Question

P is a variable point such that the distance of P from A(4,0) is twice the distance of P from B(-4,0). If the line \( 3y - 3x - 20 = 0 \) intersects the locus of P at the points C and D, then the distance between C and D is:

• A. \( 8 \)
• B. \( 8\sqrt{2} \)
• C. \( \frac{32}{3} \)
• D. \( 32 \)

Hint:

To solve problems involving loci and distances, first express the given conditions algebraically, then substitute the equation of the line into the locus equation and solve the resulting quadratic equation.

Answer 1

The Correct Option is C

Let the coordinates of point \( P \) be \( (x, y) \).

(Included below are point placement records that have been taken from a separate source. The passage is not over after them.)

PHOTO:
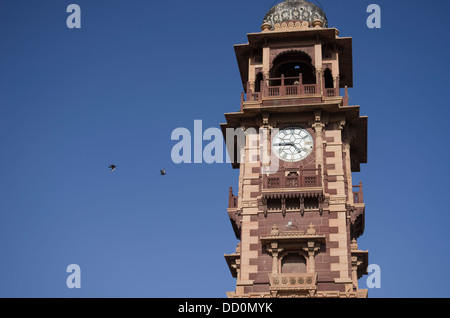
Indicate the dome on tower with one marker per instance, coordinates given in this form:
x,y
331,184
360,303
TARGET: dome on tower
x,y
297,13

The distance from \( P \) to \( A(4, 0) \) is: \[ (\text{Distance from } P { to } A = \sqrt{(x - 4)^2 + y^2}) \] The distance from \( P \) to \( B(-4, 0) \) is: \[ (\text{Distance from } P { to } B = \sqrt{(x + 4)^2 + y^2}) \] We are given that the distance from \( P \) to \( A \) is twice the distance from \( P \) to \( B \), so: \[ \sqrt{(x - 4)^2 + y^2} = 2 \times \sqrt{(x + 4)^2 + y^2} \] Squaring both sides: \[ (x - 4)^2 + y^2 = 4 \times \left[ (x + 4)^2 + y^2 \right] \] Expanding both sides: \[ (x^2 - 8x + 16) + y^2 = 4(x^2 + 8x + 16 + y^2) \] Simplifying the equation: \[ x^2 - 8x + 16 + y^2 = 4x^2 + 32x + 64 + 4y^2 \] \[ x^2 - 8x + 16 + y^2 - 4x^2 - 32x - 64 - 4y^2 = 0 \] \[ -3x^2 - 40x - 3y^2 - 48 = 0 \] Dividing by -3: \[ x^2 + \frac{40}{3}x + y^2 + 16 = 0 \] This is the equation of the locus of point \( P \). Step 2: The equation of the line \( 3y - 3x - 20 = 0 \) is: \[ y = x + \frac{20}{3} \] Substitute this into the equation of the locus of \( P \): \[ x^2 + \frac{40}{3}x + \left( x + \frac{20}{3} \right)^2 + 16 = 0 \] Expanding the square term: \[ x^2 + \frac{40}{3}x + \left( x^2 + \frac{40}{3}x + \frac{400}{9} \right) + 16 = 0 \] Combining like terms: \[ 2x^2 + \frac{80}{3}x + \frac{400}{9} + 16 = 0 \] Multiplying through by 9 to eliminate fractions: \[ 18x^2 + 240x + 400 + 144 = 0 \] \[ 18x^2 + 240x + 544 = 0 \] Divide by 8: \[ 9x^2 + 120x + 272 = 0 \] Now solve this quadratic equation using the quadratic formula: \[ x = \frac{-120 \pm \sqrt{120^2 - 4 \times 9 \times 272}}{2 \times 9} \] \[ x = \frac{-120 \pm \sqrt{14400 - 9792}}{18} \] \[ x = \frac{-120 \pm \sqrt{4608}}{18} \] \[ x = \frac{-120 \pm 67.89}{18} \] Thus, the two values of \( x \) are: \[ x_1 = \frac{-120 + 67.89}{18} = \frac{-52.11}{18} = -2.9 \] \[ x_2 = \frac{-120 - 67.89}{18} = \frac{-187.89}{18} = -10.4 \] The distance between \( C \) and \( D \) is: \[ |x_1 - x_2| = |-2.9 - (-10.4)| = 7.5 \] Thus, the distance between \( C \) and \( D \) is \( \frac{32}{3} \).